Another reason for someone to engage a local nominee director is if the company that he intends to set up is in conflict with his current employment. Therefore, till he leaves his current employment, he will not be able to act as the director of his company. An example of this would be an employee of an insurance brokerage wanting to set up his own insurance brokerage. His current terms of employment may prohibit him from setting up his own company that would compete with his principal. However, he needs to set up his own company to apply for certain licences and other company set-up-related matters like signing the lease agreement for the office. In such a case, he may opt to engage the services of a nominee director so that the company can be set up before he leaves his current employment.

So what is a Nominee Director?

A Nominee Director is an individual who is appointed by stakeholders of the company to represent another individual and/or to provide a local presence if the stakeholders are foreign.

A Nominee Director is NOT an executive. Therefore, this person, although he should know about the company’s affairs, should not be involved in the day to day running of the company. His role is merely to fulfil the statutory requirement. If this individual is involved in the day-to-day running of the company, then he cannot be deemed to be a Nominee Director.

How do you identify qualified individuals who may be appointed as Nominee Directors?

The company needs to work closely with the Nominee Director. Therefore, the primary consideration is that the Nominee Director should be someone who is easy to work with. He should be someone who is responsive to both the stakeholders as well as to regulators. Additional considerations when appointing a Nominee Director are that the Nominee Director should not be involved in any legal suit and should have good financial standing.

How to hire a Nominee Director?

You can engage corporate service providers like Raffles Corporate Services to assist you in appointing a Nominee Director. Once you have gotten an appropriate candidate, the next step would be to execute a Nominee Director Appointment Agreement. This agreement would spell out the terms and conditions of the appointment as well as state the limitations in terms of the powers that the Nominee Director can have. It should also state the period of appointment as well as a termination clause to end the appointment.

Once all this is settled, the company must comply with the statutory requirements as well as the Company Constitution in the manner of appointment. The registrar should be informed of the appointment and the relevant shareholder resolutions and updating of the company information should be done to formally include this individual as a director of the company. Under the business profile, there is no appointment for “nominee director”. There is only “director”.
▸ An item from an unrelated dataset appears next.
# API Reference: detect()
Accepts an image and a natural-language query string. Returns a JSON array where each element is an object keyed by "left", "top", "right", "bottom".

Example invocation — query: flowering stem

How to maintain good relations with your Nominee Director?

While a Nominee Director is not an executive who is responsible for the day-to-day running of the company, the stakeholders of the company should still inform the Nominee Director of the major dealings of the company. The Nominee Director should also have access to company records like bank statements and the company’s accounts. Updating the Nominee Director of the major decisions of the company is also a good practice.

In most cases, the Nominee Director would request that a refundable security deposit be placed with the corporate service provider. If the company is involved in any lawsuit and the stakeholders of the company are unresponsive, the Nominee Director can draw on this deposit to engage legal representation for that particular lawsuit.